I do like the type of person that is into camping. Campers are usually a somewhat liberal (I’m talking campers here, not survivalists) and laid back sort of people. These are the type of people with whom I’ll discuss politics, religion, education and the environment. I just don’t want to talk camping with them.
Camping discussions crop up frequently, especially at this time of year. Everyone and their brother is preparing to go out and live in the woods and I get to hear all about site selections, propane stoves, tents, tents to go over top of tents in case of rain, sleeping bags, etc. And I am the lone, quiet, voice that wants to scream “I don’t care!” I am not a snob. I am not an elitist. I just don’t want to pitch a tent, crawl in it, and declare myself on vacation.

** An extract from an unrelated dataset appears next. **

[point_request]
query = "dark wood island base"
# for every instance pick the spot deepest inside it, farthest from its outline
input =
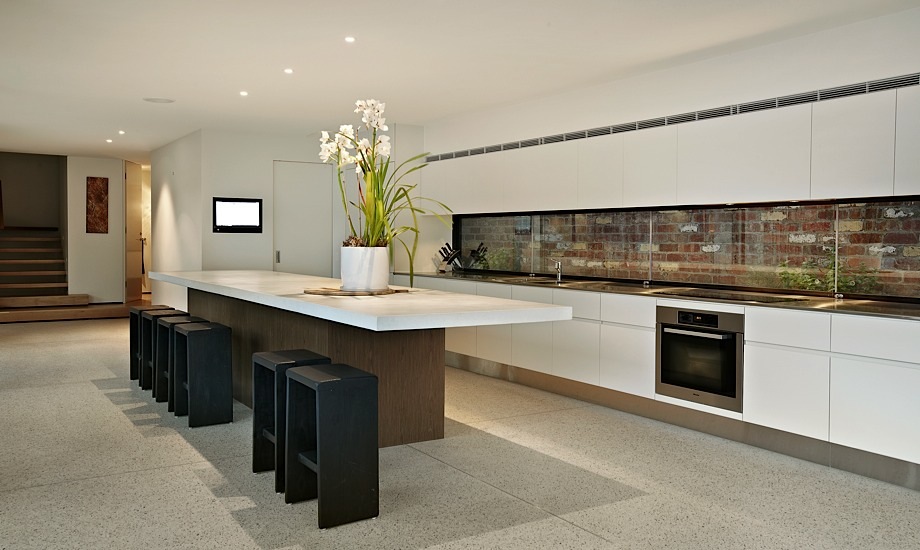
(409, 364)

I’ve got a nice bed at home. At the end of a very short hallway is a bathroom. I don’t have to put on shoes or take a gun to get there. My hubby is on the far side of our king-size bed and a fan is running so I don’t have to hear his breathing, muttering and flailing. My daughter is in the next room; close enough to know if she is sick, but not close enough to hear her muttering and flailing. I’ve got a lamp and a glass of water by my bed. Also a little fuzzy rug. I know if I get up during the night that the little fuzzy rug will not grab me, disembowel me, and leave me for dead.
And what if I want a late night snack? If I open a bag of Cheetos, everyone in the tent will wake up when they hear that rattle of plastic. The outdoor critters will get a whiff and come to investigate. What if that chicken cooked in a 20-pound iron skillet that I lugged to the campsite was still a hair on the rare side? I just might not make it to the outhouse (or hole in the ground) before that dinner tries mightily to make its way outside of me. I can just see myself soiling my camping jammies upon tripping over a log or sleeping bear.
I’ve never been fond of sardines in a can (is this what you eat when you forget the 20-pound iron skillet?), I really don’t want to pack myself into a tent with several others who have not had the ability to fully bathe in days. I don’t want to smell me. I sure don’t want to smell you.
I’m fond of the little things in life – hot water and other plumbing related niceties, sturdy tables that don’t have others’ grease stains and gum wads on them, dry pillows; dry socks, toilet paper, ceramic plates, wine glasses. Of course, there are little things in life that I am NOT fond of, and these things can usually be found at the bottom of a sleeping bag, the bottom of a creek, or flying up my nose.
I might not roll with the Rockefellers or pal around with the Du Ponts, but, like them, I might be just a bit happier in a hotel with a view and a well-stocked mini-bar. To me, a vacation means good food (cooked by someone else) with a candle on a table (sans used gum) and a chandelier over my head, a hot bath, and perhaps a chance to play with a bidet. I want a uniformed man to bring a shower cap to my door if summoned. I want little shampoos, soaps, and gels. And when the vacation is over and its time to go home, I want to leave my rumpled bed items, towels and garbage behind for the staff to deal with.
I’ll sum this post up by saying: Does a bear shit in the woods? Yes. But I don’t.